The workmen, Egyptian Moslems under Abdullah, reis to Emerson, make their camp in Abizeh. Abdullah's youngest son Selim, 14 years old, becomes friends with much younger Ramses, and takes over the job of supervising Ramses. Emerson, Amelia, Ramses and Selim visit de Morgan and his helper Kalinescheff, a Russian prince, at Dahshoor. Amelia brings up the increase in trade of stolen artifacts, and the presence of a Master Criminal, a new force who has organized the groups of thieves. De Morgan does not agree about this Master Criminal.

Amelia and Ramses meet a German baroness at the missionary's Sunday service, on the arm of David Cabot. The baroness has a collection of antiquities, including a mummy case, and a lion cub on her dahabeah. The antiquities anger Emerson and the caged lion cub angers Ramses. The baroness gives some of the antiquities to Emerson; Ramses sneaks the lion cub to his home, aiming to train it.
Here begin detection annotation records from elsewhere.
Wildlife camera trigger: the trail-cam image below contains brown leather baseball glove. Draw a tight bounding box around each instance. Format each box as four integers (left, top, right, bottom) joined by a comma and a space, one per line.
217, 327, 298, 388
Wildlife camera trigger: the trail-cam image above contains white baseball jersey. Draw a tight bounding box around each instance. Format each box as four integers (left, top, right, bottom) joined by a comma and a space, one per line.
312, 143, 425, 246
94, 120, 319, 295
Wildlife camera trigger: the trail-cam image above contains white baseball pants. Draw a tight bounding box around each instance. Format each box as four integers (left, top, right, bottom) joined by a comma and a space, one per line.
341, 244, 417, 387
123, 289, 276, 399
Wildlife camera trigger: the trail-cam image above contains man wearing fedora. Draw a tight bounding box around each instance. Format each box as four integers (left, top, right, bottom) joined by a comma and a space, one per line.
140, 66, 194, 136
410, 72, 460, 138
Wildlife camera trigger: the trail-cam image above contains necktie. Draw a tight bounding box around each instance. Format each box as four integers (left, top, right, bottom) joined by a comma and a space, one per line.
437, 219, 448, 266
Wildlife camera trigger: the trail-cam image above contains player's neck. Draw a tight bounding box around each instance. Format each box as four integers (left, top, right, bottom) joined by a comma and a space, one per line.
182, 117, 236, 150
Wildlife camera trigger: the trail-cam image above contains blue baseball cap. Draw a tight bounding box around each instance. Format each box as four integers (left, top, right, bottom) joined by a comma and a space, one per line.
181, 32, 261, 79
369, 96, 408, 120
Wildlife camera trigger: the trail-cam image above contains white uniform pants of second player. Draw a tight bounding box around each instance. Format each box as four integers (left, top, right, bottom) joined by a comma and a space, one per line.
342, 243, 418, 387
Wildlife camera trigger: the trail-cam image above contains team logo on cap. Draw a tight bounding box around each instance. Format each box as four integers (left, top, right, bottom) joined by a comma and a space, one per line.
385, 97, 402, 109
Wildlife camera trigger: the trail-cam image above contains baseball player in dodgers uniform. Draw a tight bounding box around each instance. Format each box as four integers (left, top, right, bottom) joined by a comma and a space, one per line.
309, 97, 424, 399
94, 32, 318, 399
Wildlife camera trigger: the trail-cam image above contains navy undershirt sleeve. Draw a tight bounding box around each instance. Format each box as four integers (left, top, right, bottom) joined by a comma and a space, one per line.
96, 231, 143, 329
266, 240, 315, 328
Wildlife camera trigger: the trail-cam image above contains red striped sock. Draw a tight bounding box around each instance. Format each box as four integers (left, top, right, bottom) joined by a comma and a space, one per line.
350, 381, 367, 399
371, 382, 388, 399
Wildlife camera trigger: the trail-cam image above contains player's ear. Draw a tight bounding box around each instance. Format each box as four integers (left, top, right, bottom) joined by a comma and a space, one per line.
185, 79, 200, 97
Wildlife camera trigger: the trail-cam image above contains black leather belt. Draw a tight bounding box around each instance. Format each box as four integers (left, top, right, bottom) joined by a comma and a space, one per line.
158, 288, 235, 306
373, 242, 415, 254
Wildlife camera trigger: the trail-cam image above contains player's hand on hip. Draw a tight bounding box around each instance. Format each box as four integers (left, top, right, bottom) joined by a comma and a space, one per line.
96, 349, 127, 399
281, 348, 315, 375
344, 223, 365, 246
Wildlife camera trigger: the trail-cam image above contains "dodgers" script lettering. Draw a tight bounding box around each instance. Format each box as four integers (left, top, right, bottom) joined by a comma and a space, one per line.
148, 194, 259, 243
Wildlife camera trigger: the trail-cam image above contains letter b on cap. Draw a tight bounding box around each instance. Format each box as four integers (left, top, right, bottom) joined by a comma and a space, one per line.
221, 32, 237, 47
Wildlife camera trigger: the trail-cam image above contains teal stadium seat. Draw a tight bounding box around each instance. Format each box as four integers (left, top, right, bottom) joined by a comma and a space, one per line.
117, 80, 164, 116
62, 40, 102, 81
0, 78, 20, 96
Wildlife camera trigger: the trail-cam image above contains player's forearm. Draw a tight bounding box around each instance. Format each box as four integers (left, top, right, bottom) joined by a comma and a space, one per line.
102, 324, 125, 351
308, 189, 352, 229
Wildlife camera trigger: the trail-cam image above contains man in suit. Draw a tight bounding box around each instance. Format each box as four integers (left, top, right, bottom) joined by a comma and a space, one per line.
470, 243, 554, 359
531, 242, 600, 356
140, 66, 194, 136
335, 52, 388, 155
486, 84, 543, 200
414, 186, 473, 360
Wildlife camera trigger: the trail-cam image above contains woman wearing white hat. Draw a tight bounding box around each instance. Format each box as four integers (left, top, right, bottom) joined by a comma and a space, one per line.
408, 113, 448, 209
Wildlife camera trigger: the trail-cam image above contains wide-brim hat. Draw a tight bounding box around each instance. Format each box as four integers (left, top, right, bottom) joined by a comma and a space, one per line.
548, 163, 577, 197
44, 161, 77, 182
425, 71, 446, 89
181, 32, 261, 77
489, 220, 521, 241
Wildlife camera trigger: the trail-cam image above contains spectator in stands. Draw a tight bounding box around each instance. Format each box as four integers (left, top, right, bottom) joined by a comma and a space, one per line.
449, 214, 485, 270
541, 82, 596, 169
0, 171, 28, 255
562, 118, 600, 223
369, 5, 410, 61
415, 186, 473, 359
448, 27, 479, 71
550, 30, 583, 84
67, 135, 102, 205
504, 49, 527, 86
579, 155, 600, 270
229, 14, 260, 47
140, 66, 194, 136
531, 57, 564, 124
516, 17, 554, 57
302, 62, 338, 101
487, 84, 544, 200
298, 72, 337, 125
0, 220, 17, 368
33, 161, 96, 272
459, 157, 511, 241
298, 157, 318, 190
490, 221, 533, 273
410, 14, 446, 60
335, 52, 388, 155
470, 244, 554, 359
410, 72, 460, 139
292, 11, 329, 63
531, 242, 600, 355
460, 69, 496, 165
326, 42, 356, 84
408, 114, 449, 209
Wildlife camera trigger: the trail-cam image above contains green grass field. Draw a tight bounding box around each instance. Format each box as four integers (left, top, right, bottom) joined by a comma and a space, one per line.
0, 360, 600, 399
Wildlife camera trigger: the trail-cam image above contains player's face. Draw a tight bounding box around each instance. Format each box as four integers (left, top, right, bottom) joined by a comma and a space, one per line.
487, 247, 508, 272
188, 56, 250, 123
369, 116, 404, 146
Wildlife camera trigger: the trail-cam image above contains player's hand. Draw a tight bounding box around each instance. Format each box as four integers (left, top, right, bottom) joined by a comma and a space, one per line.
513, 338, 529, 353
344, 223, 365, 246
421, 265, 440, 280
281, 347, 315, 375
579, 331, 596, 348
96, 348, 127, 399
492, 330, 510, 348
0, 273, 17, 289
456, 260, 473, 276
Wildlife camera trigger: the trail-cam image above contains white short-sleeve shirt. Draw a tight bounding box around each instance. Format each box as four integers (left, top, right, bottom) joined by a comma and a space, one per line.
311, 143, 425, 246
The mummy case from the German baroness was empty and someone has burned it after stealing it from the storeroom. A mummified body with amulets is found separately by Emerson; he had bought a face painting of a woman from Abd's shop in Cairo. The three had once fit together.

Ramses finds the murdered body of Habib, son of Abd, at the site. The Protestant missionaries bury it.

A note from Sister Charity lures Emerson and Amelia out of their compound to meet at midnight. They are seized by three tomb robbers and taken to the Black Pyramid in de Morgan's dig at Dashoor. The men drop them to the wet bottom, 16 feet below the next level. Shortly after they assess their situation, their son Ramses is dropped in next to them.

The three escape home to find Abdullah drugged and the place occupied by the thieves, whose leader is Father Girgis, or rather an Englishman playing the role of a Coptic priest. Ramses is attacked by a thug, spurring Amelia into furious action against them. The leader seeks the pectoral belonging to a princess that Ramses found. They tie up the thugs.

At the place of Ezekiel Jones, they find him ready to kill John and disarm him. Ezekiel Jones asserts that he is the prophet, the messiah, mentioned in the Bible. Ezekiel was enraged by the Coptic script on the papyrus at Abd's shop, so he strangled and hanged Abd el Atti. The manuscript is a copy of a lost gospel written by Didymus Thomas that appeared heretical to Ezekiel. There were two identical mummy cases for a husband and wife in the later Roman era, and used Coptic papyri as waste to make the mummy case out of cartonnage. Hamid, son of Abd, shifted the identical cases to fool others. Ezekiel killed Hamid with his bare hands and burned the case to destroy the papyrus with the words that so angered him. The three missionaries return to Boston.

The Russian prince gave information to the thieves. Amelia does not reveal to de Morgan the item found by Ramses in the Black Pyramid, wanted by the Master Criminal. Ramses, holding the box with the pectoral in it, then speaks alone with de Morgan, making a deal.

The family leaves Egypt in March, having dug out the substructure of their pyramid. In England they greet their newest nephew, and the lion cub is accepted at Chalfont. De Morgan's photo was in The Illustrated London News, a British newspaper, showing the jewels of a princess found in his pyramid.

==New characters==
Continuing characters introduced for the first time in this novel include the Master Criminal (later known as Sethos) and Selim (youngest son of their reis Abdullah).

==Reviews==
Kirkus Reviews found this novel to have period ambience and ironic comedy, written with "a crisp sense of style that rarely flags."

==Quotes==
In Ramses' first time at an archaeological dig, he makes many unexpected statements, for one of his young age.

Ramses got off his donkey. Squatting, he began to sift through the debris...[He] held up an object that looked like a broken branch. "It is a femuw," he said in a trembling voice. "Excuse me, Mama – a femur, I meant to say." [...]

Ramses rose obediently. The warm breeze of the desert ruffled his hair. His eyes glowed with the fervor of a pilgrim who has finally reached the Holy City.